Il y a aussi eu plus tard une tactique semblable d’intimidation par la députée Agnès Maltais qui menaçait de couper la subvention du ministère des Communications à Droit de Parole, parce qu’elle n’avait pas apprécié la critique que le journal avait faite d’elle et son parti dans un article… Elle avait finalement dû se contenter de couper la publicité qu’elle se faisait dans nos parutions. Une forme d’autocensure bienvenue : on n’échange pas la liberté de parole contre quelques dollars !

« L’avenir est dans le futur » …

Comme certains d’entre nous le disaient quand nous étions jeunes. Somme toute, nous pouvons constater que Droit de Parole est resté fidèle à lui-même au cours des cinquante dernières années : un journal de quartier au service des groupes et des classes populaires du centre-ville de Québec.
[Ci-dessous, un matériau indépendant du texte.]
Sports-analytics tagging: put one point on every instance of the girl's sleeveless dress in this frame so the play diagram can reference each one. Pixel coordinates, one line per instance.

Bien sûr il a connu des hauts et des bas, un financement toujours difficile, des déviations et des confrontations, mais il s’est toujours tenu debout et a su résister ! Félicitations à tous ceux qui ont assuré sa survie et bienvenue à ceux et celles qui voudraient s’y joindre. Que pouvons-nous lui souhaiter de plus en ce cinquantième anniversaire que : longue vie pour un autre cinquantième ! Car la critique du développement urbain aveugle et la lutte aux inégalités sociales demeurent indispensables dans notre société. Vive la liberté d’expression ! Vive le « Droit de parole» libre!